About the James Lind Alliance
The James Lind Alliance (JLA) is a non-profit making initiative bringing patients, carers and professionals together in JLA Priority Setting Partnerships (PSPs). The JLA PSPs identify and prioritise unanswered questions or evidence uncertainties that they agree are the most important, so that health research funders are aware of the issues that matter most to the people who need to use the research in their everyday lives.
JLA PSPs use a well-defined and transparent process to ensure participation from a diverse range of stakeholders, with balanced inclusion of people with lived experience, caregivers, and health and care professionals. Please visit the official JLA webpage to find out more about the JLA methodology and the Childhood Deafness and Hearing Loss Priority Setting Partnership.
About the JLA PSP in childhood deafness and hearing loss
The PSP was launched in the UK in November 2023. The Steering Group membership included patients, carers, young people and professionals.
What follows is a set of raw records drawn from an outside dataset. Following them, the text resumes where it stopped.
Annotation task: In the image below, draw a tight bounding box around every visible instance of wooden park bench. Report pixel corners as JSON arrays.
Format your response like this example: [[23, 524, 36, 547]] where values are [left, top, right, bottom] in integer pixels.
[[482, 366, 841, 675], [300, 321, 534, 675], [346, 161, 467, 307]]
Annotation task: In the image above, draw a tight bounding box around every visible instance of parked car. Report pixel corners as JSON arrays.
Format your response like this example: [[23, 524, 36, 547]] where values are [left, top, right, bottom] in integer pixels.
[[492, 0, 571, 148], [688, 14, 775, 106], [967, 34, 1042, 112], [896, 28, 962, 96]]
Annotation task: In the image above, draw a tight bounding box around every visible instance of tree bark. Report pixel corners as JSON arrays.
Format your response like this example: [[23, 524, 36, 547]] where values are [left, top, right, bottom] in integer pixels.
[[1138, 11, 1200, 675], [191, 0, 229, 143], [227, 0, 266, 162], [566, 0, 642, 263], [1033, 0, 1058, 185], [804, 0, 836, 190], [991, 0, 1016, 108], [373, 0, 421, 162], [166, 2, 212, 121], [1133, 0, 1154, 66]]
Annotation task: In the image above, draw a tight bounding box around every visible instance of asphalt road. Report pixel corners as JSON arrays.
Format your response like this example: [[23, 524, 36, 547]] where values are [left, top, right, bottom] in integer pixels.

The project was led by the University of Manchester in conjunction with researchers from Aston University, Lancaster University, our parent partner, and the National Deaf Children’s Society.
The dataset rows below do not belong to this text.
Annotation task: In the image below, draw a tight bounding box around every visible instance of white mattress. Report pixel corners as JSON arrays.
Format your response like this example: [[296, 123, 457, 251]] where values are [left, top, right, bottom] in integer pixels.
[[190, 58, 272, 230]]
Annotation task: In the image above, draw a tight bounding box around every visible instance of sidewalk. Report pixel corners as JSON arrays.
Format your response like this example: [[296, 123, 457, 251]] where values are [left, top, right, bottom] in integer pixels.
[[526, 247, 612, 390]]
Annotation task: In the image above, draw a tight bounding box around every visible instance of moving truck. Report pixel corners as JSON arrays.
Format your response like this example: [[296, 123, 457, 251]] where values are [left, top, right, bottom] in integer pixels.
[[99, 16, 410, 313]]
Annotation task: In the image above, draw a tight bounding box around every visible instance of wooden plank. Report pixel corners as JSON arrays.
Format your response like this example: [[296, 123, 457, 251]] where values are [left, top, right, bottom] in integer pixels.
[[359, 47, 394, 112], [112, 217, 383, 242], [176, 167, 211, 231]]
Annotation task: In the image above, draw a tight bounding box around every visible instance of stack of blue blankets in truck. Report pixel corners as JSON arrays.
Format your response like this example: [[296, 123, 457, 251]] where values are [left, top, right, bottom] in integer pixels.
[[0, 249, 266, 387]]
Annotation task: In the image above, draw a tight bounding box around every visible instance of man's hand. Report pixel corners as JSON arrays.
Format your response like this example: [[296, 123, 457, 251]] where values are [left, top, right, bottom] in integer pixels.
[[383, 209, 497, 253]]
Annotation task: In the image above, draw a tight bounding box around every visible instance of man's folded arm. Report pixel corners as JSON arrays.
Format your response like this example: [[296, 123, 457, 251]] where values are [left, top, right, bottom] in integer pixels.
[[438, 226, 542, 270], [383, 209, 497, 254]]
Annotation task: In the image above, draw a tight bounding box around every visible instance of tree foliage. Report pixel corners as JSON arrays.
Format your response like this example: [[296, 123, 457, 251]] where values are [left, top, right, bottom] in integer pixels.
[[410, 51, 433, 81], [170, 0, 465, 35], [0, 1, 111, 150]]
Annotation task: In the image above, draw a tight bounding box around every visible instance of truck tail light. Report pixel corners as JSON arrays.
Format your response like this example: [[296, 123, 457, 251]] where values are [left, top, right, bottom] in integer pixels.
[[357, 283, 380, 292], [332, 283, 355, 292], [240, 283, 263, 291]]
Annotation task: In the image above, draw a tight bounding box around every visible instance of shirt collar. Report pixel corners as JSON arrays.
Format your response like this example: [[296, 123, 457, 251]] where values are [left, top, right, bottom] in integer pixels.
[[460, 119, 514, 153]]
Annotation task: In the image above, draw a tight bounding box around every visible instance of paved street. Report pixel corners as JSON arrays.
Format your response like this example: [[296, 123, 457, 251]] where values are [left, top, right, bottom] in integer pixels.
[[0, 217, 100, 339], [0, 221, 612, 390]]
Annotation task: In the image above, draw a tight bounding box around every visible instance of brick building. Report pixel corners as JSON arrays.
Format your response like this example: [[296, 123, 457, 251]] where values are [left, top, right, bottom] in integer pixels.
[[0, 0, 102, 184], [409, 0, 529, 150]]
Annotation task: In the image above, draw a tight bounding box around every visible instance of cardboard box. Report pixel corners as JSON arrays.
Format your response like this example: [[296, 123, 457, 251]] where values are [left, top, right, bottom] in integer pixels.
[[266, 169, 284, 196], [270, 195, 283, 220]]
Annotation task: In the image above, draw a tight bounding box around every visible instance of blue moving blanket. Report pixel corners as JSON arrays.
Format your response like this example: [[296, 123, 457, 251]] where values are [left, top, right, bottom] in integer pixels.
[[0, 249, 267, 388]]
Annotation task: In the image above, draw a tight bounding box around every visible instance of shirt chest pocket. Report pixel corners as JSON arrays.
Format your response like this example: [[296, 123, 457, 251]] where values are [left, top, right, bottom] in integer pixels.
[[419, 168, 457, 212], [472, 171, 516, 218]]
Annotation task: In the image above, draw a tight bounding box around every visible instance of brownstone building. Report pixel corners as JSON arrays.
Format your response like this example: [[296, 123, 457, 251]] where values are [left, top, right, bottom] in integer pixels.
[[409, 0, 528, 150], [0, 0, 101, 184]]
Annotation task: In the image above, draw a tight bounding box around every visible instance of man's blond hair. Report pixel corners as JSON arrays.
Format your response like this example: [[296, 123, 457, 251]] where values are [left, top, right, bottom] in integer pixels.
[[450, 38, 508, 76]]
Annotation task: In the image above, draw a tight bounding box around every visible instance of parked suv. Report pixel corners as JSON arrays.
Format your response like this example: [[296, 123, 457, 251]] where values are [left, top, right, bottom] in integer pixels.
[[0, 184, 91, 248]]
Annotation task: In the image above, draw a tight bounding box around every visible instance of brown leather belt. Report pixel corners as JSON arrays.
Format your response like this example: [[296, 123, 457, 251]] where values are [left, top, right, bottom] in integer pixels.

As the first step of our PSP, we set up an online survey (first survey) which ran from April to July 2024. Respondents submitted over 1,200 ideas for research questions in the first surveys. In parallel to the online survey, three activity-based children’s focus groups were held across the UK with expert facilitators to involve deaf children and young people. These children’s focus groups provided the PSP with insights into what is important to children who are deaf. The raw questions and input from children focus groups were refined and summarised during a full day face-to-face meeting involving the steering group. Those summary questions were then checked against existing research evidence to identify ‘true’ uncertainties. The result was a collection of 59 summary questions. These summary questions were listed in a subsequent online survey (second survey), which was held from February to April 2025. This time, stakeholders were asked to choose their personal ‘Top 10’ questions from the list of 59 questions.
For all the surveys conducted as part of this PSP, there were always at least two versions running in parallel: one in English and one in BSL.
The second survey enabled the researchers to shortlist the 21 most popular questions. The shortlisted 21 questions include the top 13 ranked questions from professionals and the top 13 from people with lived experience, with 5 questions overlapping between the two groups. This selection also happens to include 13 questions mentioned by the children during their focus groups.
A full-day workshop was then held on 21st June 2025 to bring together 22 clinicians, educators, parents of deaf children, and deaf young people to prioritise, by consensus, the final ‘Top 10’ unanswered research questions out of the shortlisted questions. On 12th July, the child-friendly half-day workshop was held in London, in which ten children aged 7-16 determined their ‘Top 10’.